Border security and immigration
It's a sign of the effectiveness of Trump's message that his name has become synonymous with tighter border security. However, the concept (obviously) predates him. As I have said many times, I am no Trump fan, and while I support tighter border enforcement, I don't even support all of his ideas on that subject. On one point, however, I think Trump fans and Trump detractors, and even many on the Left, would agree: the border is our first line of defense in stopping would-be terrorists from reaching their soft targets (shopping malls, parks, power stations, etc). Tightening security there would be a step in the right direction, even if we don't build the wall Trump wants, or leave the borders porous and have a de facto amnesty for illegals as is our current policy. But even more important is the scrutiny given those who enter the country legally.

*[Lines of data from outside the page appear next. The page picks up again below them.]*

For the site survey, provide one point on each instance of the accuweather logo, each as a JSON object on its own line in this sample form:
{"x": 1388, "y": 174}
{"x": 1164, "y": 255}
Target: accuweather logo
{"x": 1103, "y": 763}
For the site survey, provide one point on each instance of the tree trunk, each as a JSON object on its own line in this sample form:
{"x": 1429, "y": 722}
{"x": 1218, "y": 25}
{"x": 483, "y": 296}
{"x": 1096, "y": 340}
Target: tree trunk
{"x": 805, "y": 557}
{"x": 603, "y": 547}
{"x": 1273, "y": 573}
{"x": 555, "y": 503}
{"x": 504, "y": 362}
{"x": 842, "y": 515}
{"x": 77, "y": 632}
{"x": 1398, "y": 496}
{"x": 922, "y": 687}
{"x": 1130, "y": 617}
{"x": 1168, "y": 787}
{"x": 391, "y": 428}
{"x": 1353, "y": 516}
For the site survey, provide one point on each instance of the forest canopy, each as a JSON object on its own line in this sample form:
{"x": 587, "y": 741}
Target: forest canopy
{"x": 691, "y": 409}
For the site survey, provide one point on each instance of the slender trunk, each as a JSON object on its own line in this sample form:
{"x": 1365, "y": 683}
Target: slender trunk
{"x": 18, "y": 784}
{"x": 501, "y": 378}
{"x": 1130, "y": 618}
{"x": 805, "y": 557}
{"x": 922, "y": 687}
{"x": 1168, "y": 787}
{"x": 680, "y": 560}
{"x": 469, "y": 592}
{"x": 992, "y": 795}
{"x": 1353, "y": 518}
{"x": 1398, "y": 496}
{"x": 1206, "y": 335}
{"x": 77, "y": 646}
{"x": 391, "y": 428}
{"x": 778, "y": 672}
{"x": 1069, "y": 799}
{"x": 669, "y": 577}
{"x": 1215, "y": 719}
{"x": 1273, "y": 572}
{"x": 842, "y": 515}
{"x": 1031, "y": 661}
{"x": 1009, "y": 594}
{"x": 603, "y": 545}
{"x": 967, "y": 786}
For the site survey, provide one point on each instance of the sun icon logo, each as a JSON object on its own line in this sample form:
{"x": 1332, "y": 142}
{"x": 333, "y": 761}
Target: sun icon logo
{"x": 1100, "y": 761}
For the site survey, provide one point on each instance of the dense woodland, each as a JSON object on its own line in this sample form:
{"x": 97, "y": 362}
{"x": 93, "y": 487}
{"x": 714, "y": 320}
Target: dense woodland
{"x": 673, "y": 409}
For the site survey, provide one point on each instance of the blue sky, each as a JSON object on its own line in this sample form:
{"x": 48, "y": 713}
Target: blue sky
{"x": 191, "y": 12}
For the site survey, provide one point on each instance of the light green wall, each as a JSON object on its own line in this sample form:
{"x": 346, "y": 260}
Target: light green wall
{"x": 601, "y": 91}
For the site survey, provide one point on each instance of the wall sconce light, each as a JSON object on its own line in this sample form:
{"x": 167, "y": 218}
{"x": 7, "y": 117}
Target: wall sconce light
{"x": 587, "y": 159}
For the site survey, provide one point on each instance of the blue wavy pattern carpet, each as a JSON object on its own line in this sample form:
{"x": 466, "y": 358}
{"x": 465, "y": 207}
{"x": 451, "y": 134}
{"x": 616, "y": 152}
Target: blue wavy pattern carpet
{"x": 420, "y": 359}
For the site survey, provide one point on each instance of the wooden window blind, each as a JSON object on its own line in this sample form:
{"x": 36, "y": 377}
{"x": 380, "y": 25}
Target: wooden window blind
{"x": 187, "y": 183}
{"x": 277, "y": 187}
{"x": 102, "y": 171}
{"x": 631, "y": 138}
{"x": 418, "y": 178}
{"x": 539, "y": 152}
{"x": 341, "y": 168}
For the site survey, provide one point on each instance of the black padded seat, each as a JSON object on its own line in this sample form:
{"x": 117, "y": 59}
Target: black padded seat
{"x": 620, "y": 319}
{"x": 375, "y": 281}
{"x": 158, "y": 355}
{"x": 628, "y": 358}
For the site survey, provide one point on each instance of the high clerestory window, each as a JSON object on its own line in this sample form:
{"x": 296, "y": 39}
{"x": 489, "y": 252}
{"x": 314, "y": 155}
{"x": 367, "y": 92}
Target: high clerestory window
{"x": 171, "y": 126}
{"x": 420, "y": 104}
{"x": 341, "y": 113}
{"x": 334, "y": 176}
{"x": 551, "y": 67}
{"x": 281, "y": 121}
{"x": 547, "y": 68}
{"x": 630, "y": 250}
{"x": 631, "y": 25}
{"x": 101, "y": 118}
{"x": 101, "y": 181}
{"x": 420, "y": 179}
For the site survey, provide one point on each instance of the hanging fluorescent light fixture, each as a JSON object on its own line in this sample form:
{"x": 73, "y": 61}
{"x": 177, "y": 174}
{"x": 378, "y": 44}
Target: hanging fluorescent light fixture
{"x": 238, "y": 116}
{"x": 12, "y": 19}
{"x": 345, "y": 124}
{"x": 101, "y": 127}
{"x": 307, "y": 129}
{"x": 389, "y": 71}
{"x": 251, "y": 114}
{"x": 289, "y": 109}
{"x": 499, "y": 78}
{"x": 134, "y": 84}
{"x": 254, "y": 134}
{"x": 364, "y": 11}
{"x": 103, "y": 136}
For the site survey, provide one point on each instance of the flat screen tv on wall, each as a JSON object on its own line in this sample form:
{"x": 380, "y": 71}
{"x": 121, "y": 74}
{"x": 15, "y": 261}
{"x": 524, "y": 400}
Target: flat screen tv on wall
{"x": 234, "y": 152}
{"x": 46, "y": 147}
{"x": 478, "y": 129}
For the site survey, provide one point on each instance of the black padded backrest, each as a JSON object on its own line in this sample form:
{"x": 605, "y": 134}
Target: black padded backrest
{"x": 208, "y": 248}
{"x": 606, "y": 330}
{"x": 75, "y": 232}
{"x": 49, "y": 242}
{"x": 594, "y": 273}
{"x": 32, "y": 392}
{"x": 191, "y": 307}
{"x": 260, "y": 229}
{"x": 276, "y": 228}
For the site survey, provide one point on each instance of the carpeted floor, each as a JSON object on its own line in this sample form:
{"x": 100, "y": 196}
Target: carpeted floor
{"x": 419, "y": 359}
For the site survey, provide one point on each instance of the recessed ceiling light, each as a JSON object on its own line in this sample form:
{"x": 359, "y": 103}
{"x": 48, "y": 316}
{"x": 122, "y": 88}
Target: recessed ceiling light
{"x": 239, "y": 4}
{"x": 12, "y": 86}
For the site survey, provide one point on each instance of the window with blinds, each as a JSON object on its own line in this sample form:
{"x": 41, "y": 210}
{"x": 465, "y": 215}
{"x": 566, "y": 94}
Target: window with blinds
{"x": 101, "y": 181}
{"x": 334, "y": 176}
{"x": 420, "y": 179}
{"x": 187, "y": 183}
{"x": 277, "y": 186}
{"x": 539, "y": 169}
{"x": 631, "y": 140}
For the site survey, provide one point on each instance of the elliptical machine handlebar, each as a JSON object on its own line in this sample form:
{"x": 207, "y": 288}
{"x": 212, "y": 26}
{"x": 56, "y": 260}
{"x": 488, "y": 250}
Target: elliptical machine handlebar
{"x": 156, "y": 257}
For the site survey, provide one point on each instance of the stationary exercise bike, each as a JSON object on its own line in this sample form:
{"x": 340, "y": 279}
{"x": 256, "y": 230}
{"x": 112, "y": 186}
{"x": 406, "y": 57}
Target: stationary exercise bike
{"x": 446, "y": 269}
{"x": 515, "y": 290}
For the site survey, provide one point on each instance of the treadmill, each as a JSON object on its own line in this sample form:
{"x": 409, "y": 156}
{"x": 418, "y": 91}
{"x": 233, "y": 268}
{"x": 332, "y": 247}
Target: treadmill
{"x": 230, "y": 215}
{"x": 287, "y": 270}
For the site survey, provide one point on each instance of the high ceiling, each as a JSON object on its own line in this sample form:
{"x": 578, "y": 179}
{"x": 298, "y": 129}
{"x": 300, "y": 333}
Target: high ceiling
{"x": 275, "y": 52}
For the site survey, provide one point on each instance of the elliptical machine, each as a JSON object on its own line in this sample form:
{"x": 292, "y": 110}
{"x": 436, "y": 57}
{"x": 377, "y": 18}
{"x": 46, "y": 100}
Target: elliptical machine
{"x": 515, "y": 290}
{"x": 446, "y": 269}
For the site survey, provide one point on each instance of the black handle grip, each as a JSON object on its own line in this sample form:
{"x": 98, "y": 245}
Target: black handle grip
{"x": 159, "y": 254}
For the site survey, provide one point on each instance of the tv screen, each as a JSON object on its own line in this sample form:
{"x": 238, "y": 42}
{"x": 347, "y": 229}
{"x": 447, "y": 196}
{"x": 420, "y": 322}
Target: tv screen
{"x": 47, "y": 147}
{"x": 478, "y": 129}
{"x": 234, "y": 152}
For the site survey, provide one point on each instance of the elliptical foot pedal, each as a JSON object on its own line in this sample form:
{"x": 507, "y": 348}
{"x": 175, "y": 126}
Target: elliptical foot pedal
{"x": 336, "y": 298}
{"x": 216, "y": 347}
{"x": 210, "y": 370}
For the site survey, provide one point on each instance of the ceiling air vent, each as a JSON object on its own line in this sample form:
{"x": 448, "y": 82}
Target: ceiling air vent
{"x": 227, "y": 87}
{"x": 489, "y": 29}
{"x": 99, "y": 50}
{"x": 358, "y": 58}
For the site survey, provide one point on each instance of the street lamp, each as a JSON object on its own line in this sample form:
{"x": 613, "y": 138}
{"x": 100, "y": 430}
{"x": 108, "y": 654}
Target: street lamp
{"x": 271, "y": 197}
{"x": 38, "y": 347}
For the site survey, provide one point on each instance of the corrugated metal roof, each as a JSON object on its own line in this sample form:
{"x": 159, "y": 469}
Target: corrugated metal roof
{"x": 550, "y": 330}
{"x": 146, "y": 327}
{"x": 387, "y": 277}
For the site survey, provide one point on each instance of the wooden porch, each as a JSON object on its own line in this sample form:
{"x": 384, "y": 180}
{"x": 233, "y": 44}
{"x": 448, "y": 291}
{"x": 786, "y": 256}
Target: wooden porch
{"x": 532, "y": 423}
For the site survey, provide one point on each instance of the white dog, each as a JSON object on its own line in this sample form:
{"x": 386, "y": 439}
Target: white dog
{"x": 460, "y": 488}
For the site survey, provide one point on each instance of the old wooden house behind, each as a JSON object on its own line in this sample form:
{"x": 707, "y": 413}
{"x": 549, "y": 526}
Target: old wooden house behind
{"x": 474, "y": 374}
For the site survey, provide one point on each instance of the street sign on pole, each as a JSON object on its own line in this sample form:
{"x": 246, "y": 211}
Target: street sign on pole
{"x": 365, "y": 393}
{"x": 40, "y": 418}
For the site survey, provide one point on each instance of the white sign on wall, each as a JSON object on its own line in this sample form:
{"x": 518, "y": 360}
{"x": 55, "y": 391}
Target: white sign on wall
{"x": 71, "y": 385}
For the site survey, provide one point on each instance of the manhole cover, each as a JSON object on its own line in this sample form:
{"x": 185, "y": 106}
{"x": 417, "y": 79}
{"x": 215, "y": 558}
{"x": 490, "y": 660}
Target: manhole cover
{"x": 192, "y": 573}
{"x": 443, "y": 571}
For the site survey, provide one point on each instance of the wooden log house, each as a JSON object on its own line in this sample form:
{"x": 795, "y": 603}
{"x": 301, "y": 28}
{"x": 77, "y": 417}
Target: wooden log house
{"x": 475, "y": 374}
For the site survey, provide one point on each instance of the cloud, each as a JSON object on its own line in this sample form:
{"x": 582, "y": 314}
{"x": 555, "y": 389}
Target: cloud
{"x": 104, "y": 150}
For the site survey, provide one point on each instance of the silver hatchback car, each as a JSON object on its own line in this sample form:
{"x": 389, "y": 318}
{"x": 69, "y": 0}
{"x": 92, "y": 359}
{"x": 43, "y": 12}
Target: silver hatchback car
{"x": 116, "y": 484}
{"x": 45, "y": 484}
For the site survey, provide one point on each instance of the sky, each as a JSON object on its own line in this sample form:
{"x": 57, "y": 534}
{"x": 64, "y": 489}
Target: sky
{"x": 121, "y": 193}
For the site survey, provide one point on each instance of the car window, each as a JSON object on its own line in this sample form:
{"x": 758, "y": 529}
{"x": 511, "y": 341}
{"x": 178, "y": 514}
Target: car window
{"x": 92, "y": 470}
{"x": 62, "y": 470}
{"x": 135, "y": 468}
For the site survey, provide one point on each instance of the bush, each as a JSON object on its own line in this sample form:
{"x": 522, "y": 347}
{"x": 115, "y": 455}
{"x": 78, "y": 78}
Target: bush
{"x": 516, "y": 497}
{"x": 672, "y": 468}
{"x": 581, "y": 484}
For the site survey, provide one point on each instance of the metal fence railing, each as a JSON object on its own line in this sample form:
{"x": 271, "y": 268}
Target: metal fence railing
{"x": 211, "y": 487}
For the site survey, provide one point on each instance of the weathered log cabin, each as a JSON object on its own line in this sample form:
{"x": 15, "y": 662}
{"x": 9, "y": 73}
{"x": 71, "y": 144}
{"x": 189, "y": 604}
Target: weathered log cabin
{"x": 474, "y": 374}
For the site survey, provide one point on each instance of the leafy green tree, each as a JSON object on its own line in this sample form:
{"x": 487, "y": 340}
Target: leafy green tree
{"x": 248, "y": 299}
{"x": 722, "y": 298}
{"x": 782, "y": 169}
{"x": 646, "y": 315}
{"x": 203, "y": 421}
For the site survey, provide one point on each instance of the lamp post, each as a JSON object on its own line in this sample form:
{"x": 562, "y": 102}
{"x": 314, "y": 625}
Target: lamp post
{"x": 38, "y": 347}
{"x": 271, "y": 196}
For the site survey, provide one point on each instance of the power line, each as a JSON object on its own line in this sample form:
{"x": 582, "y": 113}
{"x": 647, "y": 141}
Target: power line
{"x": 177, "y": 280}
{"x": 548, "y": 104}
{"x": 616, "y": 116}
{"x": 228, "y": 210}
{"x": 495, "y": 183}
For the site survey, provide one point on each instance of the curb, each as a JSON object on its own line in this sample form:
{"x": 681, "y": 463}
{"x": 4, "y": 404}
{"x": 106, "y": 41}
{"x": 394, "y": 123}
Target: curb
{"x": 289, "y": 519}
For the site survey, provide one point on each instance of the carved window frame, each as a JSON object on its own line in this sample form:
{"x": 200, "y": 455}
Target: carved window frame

Certain aspects of Islam are not merely religious beliefs
One of Trump's terrible ideas is to deny U.S. entry to all Muslims. But did you know that a sizeable percentage (some polls put it as high as half) of American Muslims would support the installation of Sharia Law as a replacement to the Constitution? This preference for Sharia is not just a religious belief, but is obviously political as well. I don't think it's unreasonable or bigoted at all to deny visas to those who hold such beliefs, let alone to those who would support the use of violence to advance that goal (those we call Islamists).

Bush Doctrine?
Long term, we might have to be prepared to fight again. Heaven forbid, but we may have to save blood at home by spilling it abroad. The war in Iraq might have turned George W. Bush's name into a dirty word, but let's face it, if you have an enemy whose soldiers you can't identify once they leave home, but you know where they are being indoctrinated, recruited, and trained, isn't it a good idea to go fight them there? No, we don't at present have any intelligence connecting Mohamed Lahouaiej Bouhlel (the truck driver in Nice) to ISIS. Not so with earlier attacks in Brussels, Paris, and elsewhere.

All the facts aren't in
It's important to say that at the time of this writing, it is not yet generally known what motivated Bouhlel to such an unspeakable act. His neighbors claim he was depressed and going through a divorce. His wife's cousin says he took drugs and never went to mosque. So, obviously, it is an assumption at this point to call what he did an act of jihadi violence. It would be very surprising to me, however, if Bouhlel's willingness to kill dozens of innocent people, including women and children, was unconnected to a radical Islamist world view. The place and time of his chosen attack seem to support this assumption. Certainly ISIS itself has taken his motivations as a given and are celebrating his evil actions.

Appeasement is worse than doing nothing
It's time to stop apologizing to Islamists (those who support the violent installation of Sharia law) for the foreign policy of previous administrations, time to stop negotiating with state sponsors of terror like Iran, Syria, and the Palestinian Authority, time to stop giving those who would install Sharia in the West a pass as merely having a difference of opinion.

Western Civilization is a threat to Islamism
This is an existential struggle. It begins when we, Western Civilization, all of us, Christians, Muslims, Jews, Atheists, and others, deny the lie of multiculturalism and finally admit, that, yes, we've got a pretty good thing going here. Western Civilization, and its three main pillars, capitalism, representative democracy, and religious freedom, are better than their alternatives around the world, especially the many countries now under Sharia law. We must learn and advocate the ideas that made our society (and our country) great. Otherwise, we can't battle the ideas that radicalize too many vulnerable people, especially young Muslims, and turn them into terrorists. We can no longer afford to believe all philosophies are created equal. Certainly Islamists are not making that mistake.